ABSTRACT
Protein language models (pLMs) generate high-dimensional representations of proteins, so called embeddings, that capture complex information stored in the set of evolved sequences. Interpreting these embeddings remains an important challenge. ProtSpace provides one solution through an open-source Python package that visualizes protein embeddings interactively in 2D and 3D. The combination of embedding space with protein 3D structure view aids in discovering functional patterns readily missed by traditional sequence analysis.
We present two examples to showcase ProtSpace. First, investigations of phage data sets showed distinct clusters of major functional groups and a mixed region, possibly suggesting bias in today’s protein sequences used to train pLMs. Second, the analysis of venom proteins revealed unexpected convergent evolution between scorpion and snake toxins; this challenges existing toxin family classifications and added evidence refuting the aculeatoxin family hypothesis.
ProtSpace is freely available as a pip-installable Python package (source code & documentation) with examples on GitHub (https://github.com/tsenoner/protspace) and as a web interface (https://protspace.rostlab.org). The platform enables seamless collaboration through portable JSON session files.

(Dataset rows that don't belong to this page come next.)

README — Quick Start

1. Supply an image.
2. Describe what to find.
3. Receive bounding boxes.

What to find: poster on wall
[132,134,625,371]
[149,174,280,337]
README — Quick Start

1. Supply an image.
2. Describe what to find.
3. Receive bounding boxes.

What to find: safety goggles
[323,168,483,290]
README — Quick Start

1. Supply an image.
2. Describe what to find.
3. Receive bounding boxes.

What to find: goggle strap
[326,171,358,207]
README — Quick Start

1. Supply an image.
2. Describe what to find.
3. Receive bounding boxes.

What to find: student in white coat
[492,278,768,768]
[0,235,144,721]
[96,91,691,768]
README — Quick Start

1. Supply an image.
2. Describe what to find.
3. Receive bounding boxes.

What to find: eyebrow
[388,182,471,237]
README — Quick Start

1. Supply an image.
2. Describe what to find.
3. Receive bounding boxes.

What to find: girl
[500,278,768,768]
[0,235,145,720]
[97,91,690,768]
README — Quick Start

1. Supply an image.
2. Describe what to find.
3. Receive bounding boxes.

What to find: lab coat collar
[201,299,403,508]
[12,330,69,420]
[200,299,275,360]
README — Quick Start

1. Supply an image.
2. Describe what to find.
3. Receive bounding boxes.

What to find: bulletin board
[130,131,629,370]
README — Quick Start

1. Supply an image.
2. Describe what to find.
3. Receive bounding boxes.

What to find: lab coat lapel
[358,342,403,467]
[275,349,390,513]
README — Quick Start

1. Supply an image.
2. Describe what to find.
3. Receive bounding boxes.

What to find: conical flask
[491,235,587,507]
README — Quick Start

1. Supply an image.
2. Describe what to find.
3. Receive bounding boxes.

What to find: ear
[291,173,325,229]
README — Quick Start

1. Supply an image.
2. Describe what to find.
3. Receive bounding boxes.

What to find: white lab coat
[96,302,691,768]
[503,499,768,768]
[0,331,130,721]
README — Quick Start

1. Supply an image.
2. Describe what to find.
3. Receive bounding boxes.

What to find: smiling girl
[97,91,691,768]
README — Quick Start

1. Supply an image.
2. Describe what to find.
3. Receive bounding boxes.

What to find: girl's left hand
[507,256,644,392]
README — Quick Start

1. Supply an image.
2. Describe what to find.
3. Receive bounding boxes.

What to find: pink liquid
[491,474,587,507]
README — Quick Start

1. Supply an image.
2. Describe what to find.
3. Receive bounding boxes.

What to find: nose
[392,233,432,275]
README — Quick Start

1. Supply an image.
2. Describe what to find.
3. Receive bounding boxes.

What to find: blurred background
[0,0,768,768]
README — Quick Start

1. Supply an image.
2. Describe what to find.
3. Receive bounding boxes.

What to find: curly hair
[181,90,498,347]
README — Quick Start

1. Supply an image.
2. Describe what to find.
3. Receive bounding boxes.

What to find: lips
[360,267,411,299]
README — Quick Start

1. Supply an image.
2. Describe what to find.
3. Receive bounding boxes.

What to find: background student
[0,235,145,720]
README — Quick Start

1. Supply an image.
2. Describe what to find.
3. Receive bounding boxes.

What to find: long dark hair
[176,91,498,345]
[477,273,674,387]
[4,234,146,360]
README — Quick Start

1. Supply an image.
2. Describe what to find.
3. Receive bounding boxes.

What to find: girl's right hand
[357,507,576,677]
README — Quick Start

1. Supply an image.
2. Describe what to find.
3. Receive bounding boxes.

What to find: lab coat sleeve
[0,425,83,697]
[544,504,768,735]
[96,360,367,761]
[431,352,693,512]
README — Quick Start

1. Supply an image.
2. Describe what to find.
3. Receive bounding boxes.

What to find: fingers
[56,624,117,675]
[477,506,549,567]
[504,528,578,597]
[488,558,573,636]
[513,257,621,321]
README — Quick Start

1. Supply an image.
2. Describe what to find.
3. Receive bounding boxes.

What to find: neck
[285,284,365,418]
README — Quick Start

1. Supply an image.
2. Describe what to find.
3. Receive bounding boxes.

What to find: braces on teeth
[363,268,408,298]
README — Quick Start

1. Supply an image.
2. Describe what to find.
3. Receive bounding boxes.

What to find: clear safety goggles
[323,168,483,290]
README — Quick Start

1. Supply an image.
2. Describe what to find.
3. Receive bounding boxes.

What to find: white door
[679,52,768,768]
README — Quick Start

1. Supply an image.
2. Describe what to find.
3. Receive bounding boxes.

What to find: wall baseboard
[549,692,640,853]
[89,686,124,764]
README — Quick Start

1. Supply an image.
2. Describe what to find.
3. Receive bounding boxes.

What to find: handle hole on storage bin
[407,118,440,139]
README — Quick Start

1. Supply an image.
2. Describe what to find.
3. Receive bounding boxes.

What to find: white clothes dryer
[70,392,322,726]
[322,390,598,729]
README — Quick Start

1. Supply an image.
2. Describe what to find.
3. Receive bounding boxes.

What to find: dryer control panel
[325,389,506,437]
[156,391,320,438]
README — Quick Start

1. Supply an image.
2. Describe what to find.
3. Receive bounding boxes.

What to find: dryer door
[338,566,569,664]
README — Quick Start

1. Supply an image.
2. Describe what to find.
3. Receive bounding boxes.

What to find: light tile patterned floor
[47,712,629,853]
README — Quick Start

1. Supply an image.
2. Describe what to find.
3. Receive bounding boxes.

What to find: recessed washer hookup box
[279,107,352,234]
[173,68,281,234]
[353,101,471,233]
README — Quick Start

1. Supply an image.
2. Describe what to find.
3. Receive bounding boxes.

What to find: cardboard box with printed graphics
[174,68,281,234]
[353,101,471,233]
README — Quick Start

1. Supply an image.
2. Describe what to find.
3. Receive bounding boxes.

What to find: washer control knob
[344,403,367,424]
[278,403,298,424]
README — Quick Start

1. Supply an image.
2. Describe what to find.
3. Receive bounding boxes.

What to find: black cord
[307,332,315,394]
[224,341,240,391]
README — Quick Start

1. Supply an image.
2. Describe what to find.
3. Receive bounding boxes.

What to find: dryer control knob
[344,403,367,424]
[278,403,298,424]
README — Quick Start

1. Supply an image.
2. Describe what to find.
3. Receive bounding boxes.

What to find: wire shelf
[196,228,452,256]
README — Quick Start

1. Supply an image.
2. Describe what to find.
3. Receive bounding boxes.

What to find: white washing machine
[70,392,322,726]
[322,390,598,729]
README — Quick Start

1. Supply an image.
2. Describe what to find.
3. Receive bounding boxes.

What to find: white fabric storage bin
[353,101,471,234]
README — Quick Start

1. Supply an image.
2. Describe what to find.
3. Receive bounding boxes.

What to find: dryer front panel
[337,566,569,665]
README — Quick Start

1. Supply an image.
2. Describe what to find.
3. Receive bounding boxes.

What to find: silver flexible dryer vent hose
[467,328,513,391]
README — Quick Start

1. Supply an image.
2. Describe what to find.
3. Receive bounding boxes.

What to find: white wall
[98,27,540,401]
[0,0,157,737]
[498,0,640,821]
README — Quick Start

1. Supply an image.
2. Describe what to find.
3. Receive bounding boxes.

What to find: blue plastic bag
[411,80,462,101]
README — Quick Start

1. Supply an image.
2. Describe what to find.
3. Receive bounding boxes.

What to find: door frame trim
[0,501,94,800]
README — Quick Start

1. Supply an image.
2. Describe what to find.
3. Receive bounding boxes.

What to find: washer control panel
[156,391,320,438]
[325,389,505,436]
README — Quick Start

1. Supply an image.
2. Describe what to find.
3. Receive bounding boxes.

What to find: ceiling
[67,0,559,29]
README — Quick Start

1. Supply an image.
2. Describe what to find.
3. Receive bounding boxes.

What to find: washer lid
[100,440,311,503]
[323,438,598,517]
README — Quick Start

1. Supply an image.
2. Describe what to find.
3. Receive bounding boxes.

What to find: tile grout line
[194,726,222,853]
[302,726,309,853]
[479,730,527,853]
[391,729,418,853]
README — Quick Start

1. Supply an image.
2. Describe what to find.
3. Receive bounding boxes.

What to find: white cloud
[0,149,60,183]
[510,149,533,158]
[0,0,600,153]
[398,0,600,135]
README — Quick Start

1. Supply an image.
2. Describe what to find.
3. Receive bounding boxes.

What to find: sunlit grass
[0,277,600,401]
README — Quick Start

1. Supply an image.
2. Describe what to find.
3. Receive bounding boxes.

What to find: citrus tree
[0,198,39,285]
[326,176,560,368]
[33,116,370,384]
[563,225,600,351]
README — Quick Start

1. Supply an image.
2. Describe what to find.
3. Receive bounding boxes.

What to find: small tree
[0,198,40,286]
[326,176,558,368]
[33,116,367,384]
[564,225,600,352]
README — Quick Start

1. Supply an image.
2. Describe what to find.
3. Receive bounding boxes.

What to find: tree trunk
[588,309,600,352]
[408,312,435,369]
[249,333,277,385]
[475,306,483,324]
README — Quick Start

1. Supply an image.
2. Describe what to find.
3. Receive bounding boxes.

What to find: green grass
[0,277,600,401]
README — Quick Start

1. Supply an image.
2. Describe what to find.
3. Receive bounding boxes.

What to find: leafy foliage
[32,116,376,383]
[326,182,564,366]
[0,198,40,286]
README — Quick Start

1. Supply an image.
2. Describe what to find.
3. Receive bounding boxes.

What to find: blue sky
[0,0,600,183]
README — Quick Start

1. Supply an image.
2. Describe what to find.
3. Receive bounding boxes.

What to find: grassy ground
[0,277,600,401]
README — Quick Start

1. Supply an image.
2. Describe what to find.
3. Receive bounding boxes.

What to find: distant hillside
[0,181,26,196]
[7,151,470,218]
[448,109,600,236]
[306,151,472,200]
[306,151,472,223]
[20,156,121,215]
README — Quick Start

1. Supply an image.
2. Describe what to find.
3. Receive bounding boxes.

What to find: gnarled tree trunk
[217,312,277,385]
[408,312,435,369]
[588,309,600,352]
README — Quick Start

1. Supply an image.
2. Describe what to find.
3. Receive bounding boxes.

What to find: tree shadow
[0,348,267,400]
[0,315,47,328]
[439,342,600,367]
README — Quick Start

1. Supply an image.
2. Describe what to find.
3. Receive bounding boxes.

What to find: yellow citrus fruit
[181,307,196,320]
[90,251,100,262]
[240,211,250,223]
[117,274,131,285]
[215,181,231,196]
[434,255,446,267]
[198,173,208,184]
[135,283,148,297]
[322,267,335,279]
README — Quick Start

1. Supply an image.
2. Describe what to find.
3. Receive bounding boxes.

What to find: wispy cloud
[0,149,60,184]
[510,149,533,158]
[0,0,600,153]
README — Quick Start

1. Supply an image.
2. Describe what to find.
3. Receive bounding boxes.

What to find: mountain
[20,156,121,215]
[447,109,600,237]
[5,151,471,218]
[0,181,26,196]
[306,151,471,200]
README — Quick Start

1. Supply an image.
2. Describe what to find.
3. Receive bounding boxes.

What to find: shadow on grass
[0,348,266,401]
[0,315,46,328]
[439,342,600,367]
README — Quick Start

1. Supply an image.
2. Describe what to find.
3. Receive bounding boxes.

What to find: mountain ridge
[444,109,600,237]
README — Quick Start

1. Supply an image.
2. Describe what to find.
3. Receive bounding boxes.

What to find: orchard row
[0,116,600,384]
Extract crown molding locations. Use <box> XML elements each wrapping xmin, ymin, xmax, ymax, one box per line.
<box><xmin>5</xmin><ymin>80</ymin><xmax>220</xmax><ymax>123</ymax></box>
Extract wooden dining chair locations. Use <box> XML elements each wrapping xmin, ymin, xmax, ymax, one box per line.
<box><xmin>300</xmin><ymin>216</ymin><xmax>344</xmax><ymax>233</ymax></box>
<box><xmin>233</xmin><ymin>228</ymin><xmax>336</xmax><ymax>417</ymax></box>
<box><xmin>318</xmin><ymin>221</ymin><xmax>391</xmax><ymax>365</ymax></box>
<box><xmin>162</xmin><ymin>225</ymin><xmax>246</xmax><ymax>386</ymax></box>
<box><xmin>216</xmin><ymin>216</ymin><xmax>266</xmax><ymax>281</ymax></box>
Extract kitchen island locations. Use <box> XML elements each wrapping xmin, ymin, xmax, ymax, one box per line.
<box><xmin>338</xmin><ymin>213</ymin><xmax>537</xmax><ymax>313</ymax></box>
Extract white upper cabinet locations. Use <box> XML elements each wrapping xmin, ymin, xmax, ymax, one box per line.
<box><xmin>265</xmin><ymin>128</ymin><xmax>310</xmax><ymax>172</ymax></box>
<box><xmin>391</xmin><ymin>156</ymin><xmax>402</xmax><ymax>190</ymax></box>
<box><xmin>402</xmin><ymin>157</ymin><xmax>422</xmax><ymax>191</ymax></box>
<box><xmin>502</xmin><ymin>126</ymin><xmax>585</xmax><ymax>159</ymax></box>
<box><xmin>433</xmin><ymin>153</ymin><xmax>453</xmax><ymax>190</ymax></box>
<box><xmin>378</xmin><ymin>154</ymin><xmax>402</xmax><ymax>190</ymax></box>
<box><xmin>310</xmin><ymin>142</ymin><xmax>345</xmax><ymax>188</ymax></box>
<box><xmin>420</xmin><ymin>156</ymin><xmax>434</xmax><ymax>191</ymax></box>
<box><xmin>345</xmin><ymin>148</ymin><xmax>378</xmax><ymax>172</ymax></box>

Competing Interest Statement
The authors have declared no competing interest.
Abbreviations
- 2D
- two-dimensional
- 3D
- three-dimensional
- BLAST
- Basic Local Alignment Search Tool
- CLANS
- CLuster ANalysis of Sequences
- EFI-EST
- Enzyme Function Initiative-Enzyme Similarity Tool
- HTML
- Hypertext Markup Language (file format)
- HMM
- Hidden Markov Model
- JSON
- JavaScript Object Notation (file format)
- MDS
- Multidimensional scaling
- MSA
- multiple sequence alignments
- PCA
- Principal component analysis
- PHROG
- protein orthologous groups
- pLM
- protein Language Model
- SVG
- Scalable Vector Graphics (file format)
- UMAP
- Uniform Manifold Approximation and Projection.